Many of us go to work every day in office environments and buildings of varying kinds, and we all go about our business assuming that all health and safety aspects of our workplace are catered for. We should, however, all be aware of the basic workplace health and safety procedures and systems, especially when it comes to fire safety.

Here are some aspects we should all be familiar with:

Top causes of fire

There are many potential causes of fire within an office environment, the most common of which are:

Electrical

Electrical faults often happen when portable items and equipment aren’t properly tested or maintained, or the whole electrical system itself is not in in good order. Often, also, where lighting, or other electrical equipment, is placed too close to flammable materials, there is an increased fire risk.

Fire Doors

The practice of wedging office fire doors open is, not only highly dangerous, but also illegal.
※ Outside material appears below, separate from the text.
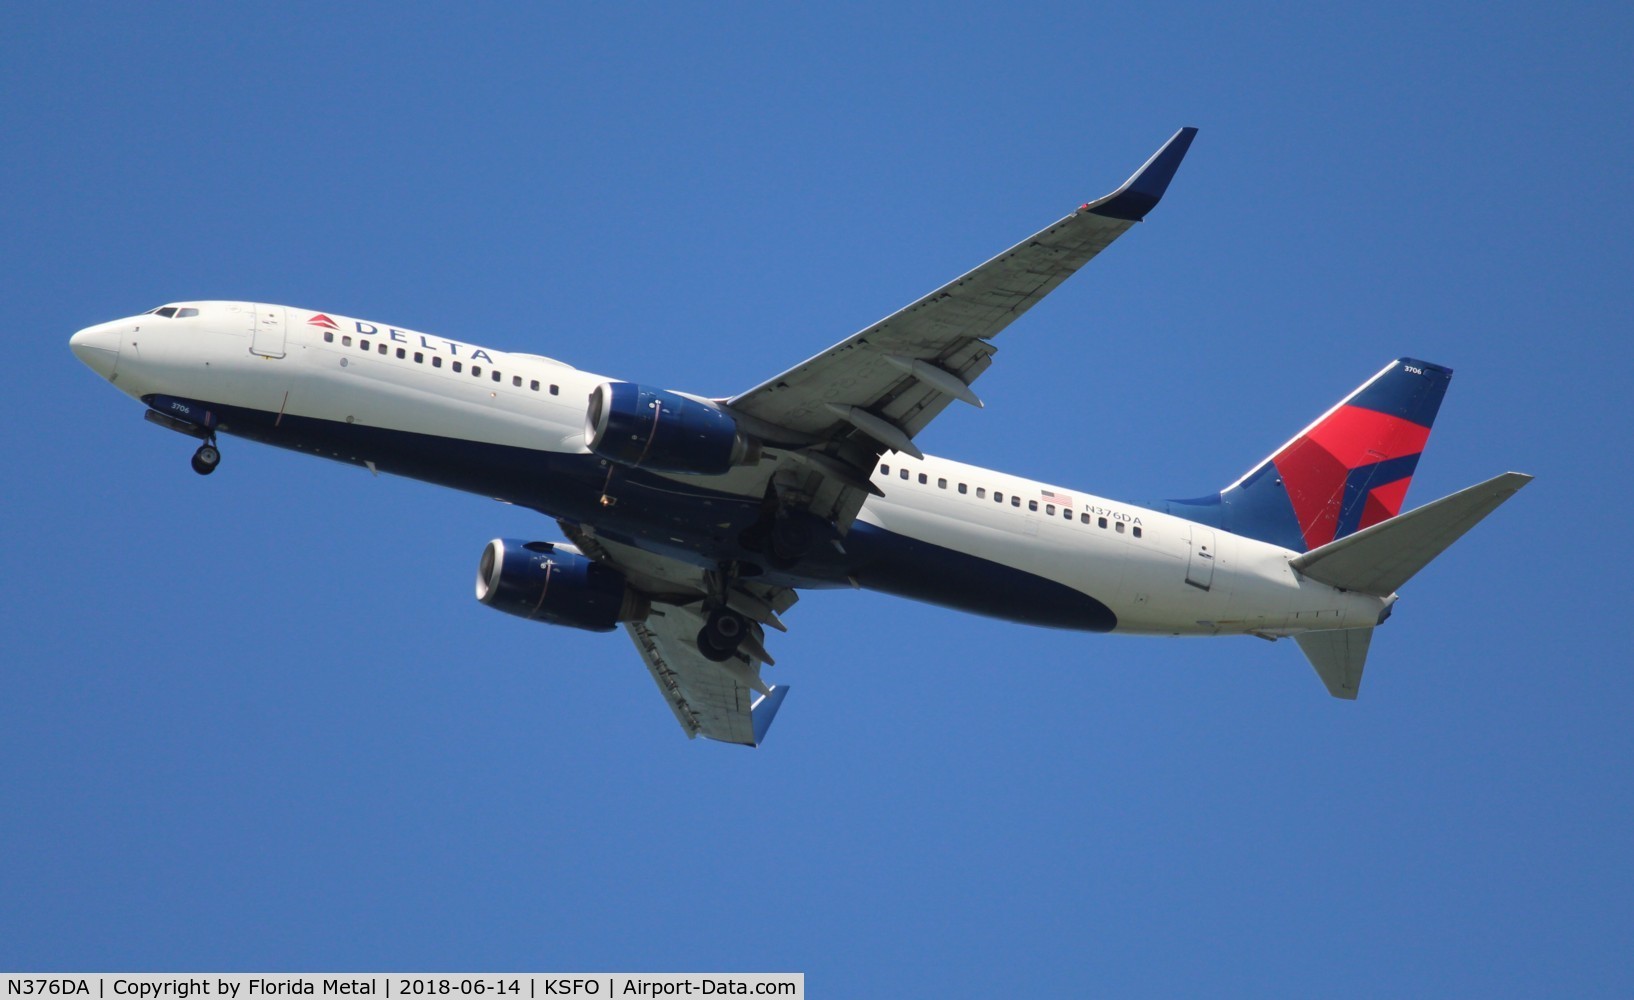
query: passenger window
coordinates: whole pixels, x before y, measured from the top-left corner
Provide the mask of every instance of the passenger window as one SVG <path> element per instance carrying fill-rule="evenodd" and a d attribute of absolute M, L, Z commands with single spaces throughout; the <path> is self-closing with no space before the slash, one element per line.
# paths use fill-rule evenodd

Internal fire doors that are properly installed and maintained can save lives and property – but only if kept closed!

Smoking

Smoking related fires still occur, though now, through stricter controls and guidelines, and a change in social habits, to a lesser extent.

Insufficient planning

All buildings should have an emergency plan in case of fire outbreak, clearly identifying actions, procedure and escape routes.

Things you can do to reduce office fire risks

Proper planning can greatly improve your building fire safety.

  1. Ensure you complete a thorough Fire Risk Assessment and then make an appropriate Emergency Plan.
  2. Have your office fire doors maintained regularly – and ensure all staff know NOT to wedge internal fire doors open – in ANY circumstances!
  3. Regularly test and maintain all electrical items, and ensure that the overall electrical system is checked at least annually.
  4. Install and maintain appropriate and effective fire detection systems (smoke alarms and such), along with reliable fire suppression facilities, such as a sprinkler system.
  5. Ensure your staff are fully conversant with fire risk hazards – actions such as not to overload electrical sockets, and to use only proper, certified electrical appliances.
  6. Make sure that fire drills and safety training is delivered to all staff and performed regularly.
  7. Establish a smoking policy – and ensure all staff adhere to it at all times.

One important tip – remember that your emergency plan should consider how appropriate it is for ALL staff – failure to take into account people with restricted physical capabilities, or age, could have catastrophic consequences.